A portaria descreve o trâmite burocrático e a normatização para todas salas de vacinação públicas ou privadas. A Diretoria de Vigilância Epidemiológica já havia se pronunciado favorável ao credenciamento das Farmácias, mas a Vigilância Sanitária alegava que ainda seria necessário um decreto do Governador do Estado para regulamentar a Lei Estadual 16.473/2014, que precedeu a Lei Federal 13.021/2014. Ambas autorizam farmacêuticos e farmácias a aplicar a vacinação.

Após um questionamento formal feito pelo departamento de Jornalismo do CRF-SC, a diretora de Vigilância Sanitária, Raquel Bittencourt, realizou uma reunião com a DIVE e informou, na manhã de quinta-feira (28), que a VISA irá a partir de já autorizar os licenciamentos para salas de vacinação em farmácias, de acordo com a regulamentação da Portaria 44/2016. É preciso que a solicitação de credenciamento seja encaminhada pelo Farmacêutico Responsável Técnico à Diretoria de Vigilância Epidemiológica.
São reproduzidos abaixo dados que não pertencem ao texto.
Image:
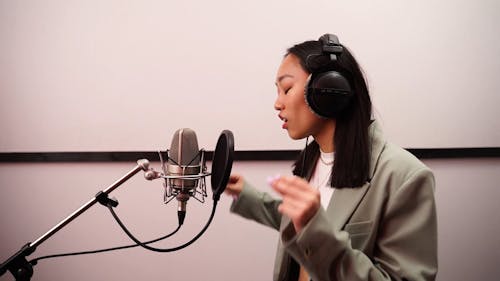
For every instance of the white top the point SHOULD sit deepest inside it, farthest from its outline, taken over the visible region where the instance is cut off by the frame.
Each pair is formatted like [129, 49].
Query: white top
[321, 177]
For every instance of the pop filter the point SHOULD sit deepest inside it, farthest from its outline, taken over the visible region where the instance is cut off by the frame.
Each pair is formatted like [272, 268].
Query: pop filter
[222, 162]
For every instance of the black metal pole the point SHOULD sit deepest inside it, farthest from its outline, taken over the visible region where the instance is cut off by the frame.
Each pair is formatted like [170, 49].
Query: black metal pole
[17, 263]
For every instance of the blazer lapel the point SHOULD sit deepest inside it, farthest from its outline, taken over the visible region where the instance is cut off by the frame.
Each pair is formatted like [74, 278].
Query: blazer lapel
[343, 204]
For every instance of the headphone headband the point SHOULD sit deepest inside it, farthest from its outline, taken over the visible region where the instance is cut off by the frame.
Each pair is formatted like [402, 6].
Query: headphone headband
[328, 93]
[330, 45]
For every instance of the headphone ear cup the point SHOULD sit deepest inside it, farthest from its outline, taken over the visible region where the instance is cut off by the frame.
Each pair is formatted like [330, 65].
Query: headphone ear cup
[328, 94]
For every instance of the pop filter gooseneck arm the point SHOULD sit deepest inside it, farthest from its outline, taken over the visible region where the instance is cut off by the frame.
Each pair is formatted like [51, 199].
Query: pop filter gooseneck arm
[222, 164]
[17, 264]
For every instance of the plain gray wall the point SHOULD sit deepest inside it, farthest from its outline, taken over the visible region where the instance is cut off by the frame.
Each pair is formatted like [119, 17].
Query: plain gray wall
[34, 197]
[124, 75]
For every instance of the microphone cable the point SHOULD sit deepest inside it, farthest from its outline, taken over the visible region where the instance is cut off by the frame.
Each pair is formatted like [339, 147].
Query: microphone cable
[145, 246]
[35, 260]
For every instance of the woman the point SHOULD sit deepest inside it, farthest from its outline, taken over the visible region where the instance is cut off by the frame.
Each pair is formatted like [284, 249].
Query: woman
[357, 207]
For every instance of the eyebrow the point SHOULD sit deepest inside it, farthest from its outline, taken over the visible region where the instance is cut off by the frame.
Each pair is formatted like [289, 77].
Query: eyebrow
[283, 77]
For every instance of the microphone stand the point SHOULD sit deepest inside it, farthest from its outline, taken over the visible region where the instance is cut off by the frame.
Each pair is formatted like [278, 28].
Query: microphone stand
[17, 264]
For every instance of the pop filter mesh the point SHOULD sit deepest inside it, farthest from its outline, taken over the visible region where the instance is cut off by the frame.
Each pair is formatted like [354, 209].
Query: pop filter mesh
[222, 163]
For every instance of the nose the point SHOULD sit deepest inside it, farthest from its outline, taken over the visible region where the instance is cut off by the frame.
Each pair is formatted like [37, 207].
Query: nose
[278, 103]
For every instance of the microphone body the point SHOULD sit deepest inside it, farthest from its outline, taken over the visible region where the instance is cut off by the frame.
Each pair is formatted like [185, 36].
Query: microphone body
[183, 168]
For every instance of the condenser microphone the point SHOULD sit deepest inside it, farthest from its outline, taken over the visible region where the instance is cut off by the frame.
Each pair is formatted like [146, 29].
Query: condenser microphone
[183, 168]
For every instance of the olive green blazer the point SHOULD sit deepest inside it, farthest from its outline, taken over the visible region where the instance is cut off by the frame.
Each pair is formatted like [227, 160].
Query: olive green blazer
[383, 230]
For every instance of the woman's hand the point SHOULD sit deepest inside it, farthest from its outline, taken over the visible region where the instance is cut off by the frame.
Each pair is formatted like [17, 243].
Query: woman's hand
[300, 200]
[234, 185]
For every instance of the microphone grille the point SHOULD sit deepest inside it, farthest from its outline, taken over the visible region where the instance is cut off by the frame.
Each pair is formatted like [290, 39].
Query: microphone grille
[184, 148]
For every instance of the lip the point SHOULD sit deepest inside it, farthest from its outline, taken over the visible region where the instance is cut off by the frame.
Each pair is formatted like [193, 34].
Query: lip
[285, 122]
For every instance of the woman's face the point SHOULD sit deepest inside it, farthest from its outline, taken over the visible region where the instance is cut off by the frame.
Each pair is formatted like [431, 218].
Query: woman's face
[297, 117]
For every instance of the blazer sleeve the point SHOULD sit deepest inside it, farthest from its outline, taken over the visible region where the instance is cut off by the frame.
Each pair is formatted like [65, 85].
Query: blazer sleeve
[406, 247]
[258, 206]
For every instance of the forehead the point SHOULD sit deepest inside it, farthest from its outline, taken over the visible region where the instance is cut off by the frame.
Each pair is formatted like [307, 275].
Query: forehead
[290, 66]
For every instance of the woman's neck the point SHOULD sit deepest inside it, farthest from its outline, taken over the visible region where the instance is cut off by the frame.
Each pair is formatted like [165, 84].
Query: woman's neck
[324, 137]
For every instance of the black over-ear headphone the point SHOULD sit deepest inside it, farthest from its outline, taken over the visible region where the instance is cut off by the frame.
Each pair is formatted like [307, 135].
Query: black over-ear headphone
[328, 93]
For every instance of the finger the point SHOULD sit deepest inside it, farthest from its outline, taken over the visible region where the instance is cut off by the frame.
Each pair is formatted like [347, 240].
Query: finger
[292, 188]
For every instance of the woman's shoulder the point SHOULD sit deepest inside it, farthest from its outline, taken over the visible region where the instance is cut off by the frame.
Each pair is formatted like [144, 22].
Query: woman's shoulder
[399, 163]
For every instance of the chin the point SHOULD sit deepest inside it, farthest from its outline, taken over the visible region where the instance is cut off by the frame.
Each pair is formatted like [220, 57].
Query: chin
[296, 136]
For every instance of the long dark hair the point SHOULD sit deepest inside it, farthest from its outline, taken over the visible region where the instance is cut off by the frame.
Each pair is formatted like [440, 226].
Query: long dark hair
[351, 140]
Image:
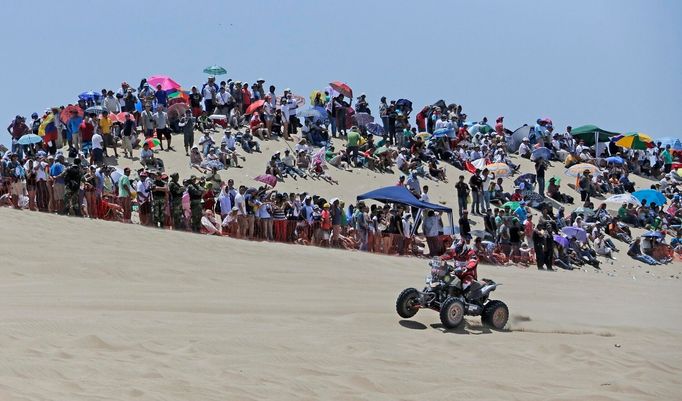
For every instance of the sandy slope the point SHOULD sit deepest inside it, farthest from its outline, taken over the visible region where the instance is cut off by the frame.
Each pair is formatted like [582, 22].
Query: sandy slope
[91, 310]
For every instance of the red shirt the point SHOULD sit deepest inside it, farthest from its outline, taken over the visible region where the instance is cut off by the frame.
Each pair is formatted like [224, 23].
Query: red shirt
[86, 130]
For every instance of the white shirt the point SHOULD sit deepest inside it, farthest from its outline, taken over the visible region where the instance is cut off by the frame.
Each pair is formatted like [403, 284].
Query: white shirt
[240, 203]
[97, 141]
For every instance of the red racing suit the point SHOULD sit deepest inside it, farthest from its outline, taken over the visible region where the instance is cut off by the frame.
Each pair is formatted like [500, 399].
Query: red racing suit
[469, 274]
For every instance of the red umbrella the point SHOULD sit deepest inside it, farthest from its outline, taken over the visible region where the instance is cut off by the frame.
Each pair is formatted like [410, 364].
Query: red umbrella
[166, 82]
[68, 110]
[177, 110]
[342, 88]
[267, 179]
[255, 106]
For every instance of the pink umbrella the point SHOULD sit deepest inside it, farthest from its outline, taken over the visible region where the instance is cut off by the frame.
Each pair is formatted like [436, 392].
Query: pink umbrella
[267, 179]
[166, 82]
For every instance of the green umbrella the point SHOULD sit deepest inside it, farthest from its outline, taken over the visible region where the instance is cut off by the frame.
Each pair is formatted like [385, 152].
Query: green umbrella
[588, 133]
[215, 70]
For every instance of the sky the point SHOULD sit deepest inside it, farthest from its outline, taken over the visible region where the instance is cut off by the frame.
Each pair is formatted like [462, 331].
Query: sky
[616, 64]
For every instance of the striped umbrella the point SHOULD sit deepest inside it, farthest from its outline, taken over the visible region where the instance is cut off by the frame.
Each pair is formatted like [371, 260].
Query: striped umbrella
[635, 140]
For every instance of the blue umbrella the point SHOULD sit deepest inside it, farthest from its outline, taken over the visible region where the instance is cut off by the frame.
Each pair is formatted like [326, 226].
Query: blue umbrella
[375, 129]
[90, 95]
[443, 132]
[653, 234]
[575, 232]
[29, 139]
[615, 160]
[651, 196]
[675, 144]
[541, 153]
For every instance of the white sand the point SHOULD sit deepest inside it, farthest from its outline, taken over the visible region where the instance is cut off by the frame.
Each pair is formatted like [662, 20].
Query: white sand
[115, 312]
[93, 310]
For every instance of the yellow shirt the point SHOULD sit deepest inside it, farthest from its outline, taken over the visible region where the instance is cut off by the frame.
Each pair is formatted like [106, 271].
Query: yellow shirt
[105, 125]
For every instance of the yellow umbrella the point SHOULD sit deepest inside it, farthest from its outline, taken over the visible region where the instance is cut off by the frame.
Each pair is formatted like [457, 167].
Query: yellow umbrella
[314, 94]
[578, 169]
[635, 140]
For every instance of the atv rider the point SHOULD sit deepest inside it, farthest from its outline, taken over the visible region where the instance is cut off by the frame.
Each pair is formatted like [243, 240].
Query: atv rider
[461, 252]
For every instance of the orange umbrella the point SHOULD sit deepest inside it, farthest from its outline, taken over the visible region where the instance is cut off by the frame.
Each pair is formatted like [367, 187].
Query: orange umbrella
[68, 110]
[255, 106]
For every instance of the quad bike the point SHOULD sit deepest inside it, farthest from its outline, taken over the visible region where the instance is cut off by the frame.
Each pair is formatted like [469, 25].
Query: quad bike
[444, 293]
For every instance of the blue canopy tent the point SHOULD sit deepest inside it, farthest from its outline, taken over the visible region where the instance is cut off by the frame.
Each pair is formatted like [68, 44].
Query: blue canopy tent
[401, 195]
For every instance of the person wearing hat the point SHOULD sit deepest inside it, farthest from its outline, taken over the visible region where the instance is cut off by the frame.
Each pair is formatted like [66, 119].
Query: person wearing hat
[159, 193]
[73, 178]
[195, 195]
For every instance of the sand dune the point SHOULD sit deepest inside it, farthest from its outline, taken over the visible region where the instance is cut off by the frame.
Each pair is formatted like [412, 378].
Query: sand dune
[96, 310]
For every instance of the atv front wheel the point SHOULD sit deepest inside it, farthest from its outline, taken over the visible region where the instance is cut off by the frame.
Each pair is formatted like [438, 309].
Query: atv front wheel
[407, 304]
[452, 313]
[495, 315]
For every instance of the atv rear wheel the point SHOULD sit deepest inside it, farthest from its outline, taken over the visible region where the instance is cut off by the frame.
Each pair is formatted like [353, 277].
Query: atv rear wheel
[452, 313]
[495, 315]
[407, 304]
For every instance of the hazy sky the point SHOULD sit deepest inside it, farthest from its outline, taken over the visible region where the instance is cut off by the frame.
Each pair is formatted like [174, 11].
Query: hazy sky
[617, 64]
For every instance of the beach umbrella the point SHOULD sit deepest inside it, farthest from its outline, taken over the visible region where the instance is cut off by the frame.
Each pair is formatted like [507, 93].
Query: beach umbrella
[30, 139]
[122, 116]
[255, 106]
[615, 160]
[310, 113]
[167, 83]
[635, 140]
[381, 150]
[375, 129]
[95, 110]
[267, 179]
[314, 94]
[342, 88]
[90, 95]
[404, 104]
[528, 177]
[578, 169]
[300, 101]
[152, 142]
[499, 169]
[363, 119]
[651, 196]
[68, 110]
[177, 110]
[561, 240]
[425, 136]
[215, 70]
[591, 133]
[653, 234]
[541, 153]
[586, 211]
[575, 232]
[675, 143]
[443, 132]
[517, 137]
[623, 198]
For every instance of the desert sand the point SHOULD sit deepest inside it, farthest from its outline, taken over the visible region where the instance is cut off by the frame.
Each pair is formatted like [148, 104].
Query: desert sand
[95, 310]
[98, 310]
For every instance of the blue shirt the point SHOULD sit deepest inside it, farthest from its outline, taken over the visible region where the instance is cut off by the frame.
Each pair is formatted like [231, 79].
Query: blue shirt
[56, 169]
[74, 124]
O trâmite burocrático está definido na Portaria

Eduardo Macário, diretor da DIVE, sintetiza o processo e a complexidade envolvida na adesão à vacinação:

“O manejo que tem que ser feito dentro do estabelecimento farmacêutico e exige uma complexidade ligada à cadeia da rede de frios do produto biológico que é a vacina. “Se houver alteração de temperatura em algum ponto da cadeia entre o produtor até o usuário, a vacina pode dar reações adversas ou não trazer a imunidade, deixando o usuário com uma falsa sensação de segurança”, explica Eduardo Macário, diretor de Vigilância Epidemiológica da Secretária de Estado da Saúde.
“Então, é facultado ao farmacêutico o credenciamento destas unidades, desde que cumpra toda a legislação. Tem que ter espaço físico adequado, antessala, os equipamentos, o registro dos processos e procedimentos para garantir a qualidade da dispensação da vacina, e tem que pedir o alvará para a vigilância sanitária, pedir o credenciamento junto a vigilância epidemiológica”, explica Macário.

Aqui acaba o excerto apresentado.